MicroRNAs regulate genes outside of the cell's nucleus and were discovered in mammals in 2001.
Yi along with Fuchs, who is also a Howard Hughes Medical Institute investigator and Rebecca C. Lancefield Professor at Rockefeller, discovered that mouse skin is mainly consists of undifferentiated stem cells on the 13th day of development. After 2 days, these stem cells were observed to leave the inner layer of the skin to start differentiating into cells of the outermost, protective layer. This was the time when MicroRNA-203's expression shot up indicating its crucial role in the barrier's development.
The researchers discovered that this microRNA was located only in very specific types of skin, called the stratified epithelial tissues, and that too in this skin type's outer layers. Besides, this expression pattern is quite similar to vertebrates like humans, zebrafish, chickens etc.
"If it has been expressed in this very specific tissue for a long time and across several species, it means that it probably plays an important role there," said Yi.
In the 1st set of experiments Yi used a genetic technique for early expression of microRNA in the inner layer of the skin, where stem cells propagate at a high speed. Later, in 2nd set of experiments, he used an antagomir, a molecule that binds directly to microRNA-203 and ceases its ability to carry out its function, to block microRNA-203 from functioning in the outer layer.
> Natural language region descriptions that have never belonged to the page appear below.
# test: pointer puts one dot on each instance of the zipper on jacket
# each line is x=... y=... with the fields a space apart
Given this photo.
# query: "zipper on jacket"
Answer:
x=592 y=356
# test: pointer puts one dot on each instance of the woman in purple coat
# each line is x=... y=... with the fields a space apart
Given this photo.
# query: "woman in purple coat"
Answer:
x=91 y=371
While in the first set, he discovered that the propagation of stem cells was considerably less than the time when microRNA-203 wasn't expressed, thereby leading to the formation of very thin skin in mice. The researchers observed that the stem cells were not able to proliferate. This was not because microRNA-203 destroyed them but because it curbed the activity of a molecule known as p63 that is responsible for keeping cells, primarily stem cells, proliferating.
On the other hand, Yi discovered that in the 2nd set of experiments, the outer layer cells significantly proliferated, much more than they did during microRNA-203's expression. This was due to the absence of microRNA-203 to shut down p63's functions.
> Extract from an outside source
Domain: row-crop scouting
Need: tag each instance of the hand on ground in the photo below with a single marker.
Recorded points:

"We found that microRNA-203 acts to stop the translation of the p63 protein. The result is a swift transition from proliferating stem cells within the innermost layer of the epidermis and terminally differentiating cells as they exit this layer and move outward to the skin surface," Nature quoted Fuchs, as saying.
The results of this study may have important implications in cancer, as p63 is excessively found in cancer cells.
"As a next step, we are going to examine whether low expression of microRNA-203 is associated with squamous cell carcinomas and whether by putting back microRNA-203 we can inhibit the growth of these cancer cells," said Fuchs.
The study is recently published in Nature.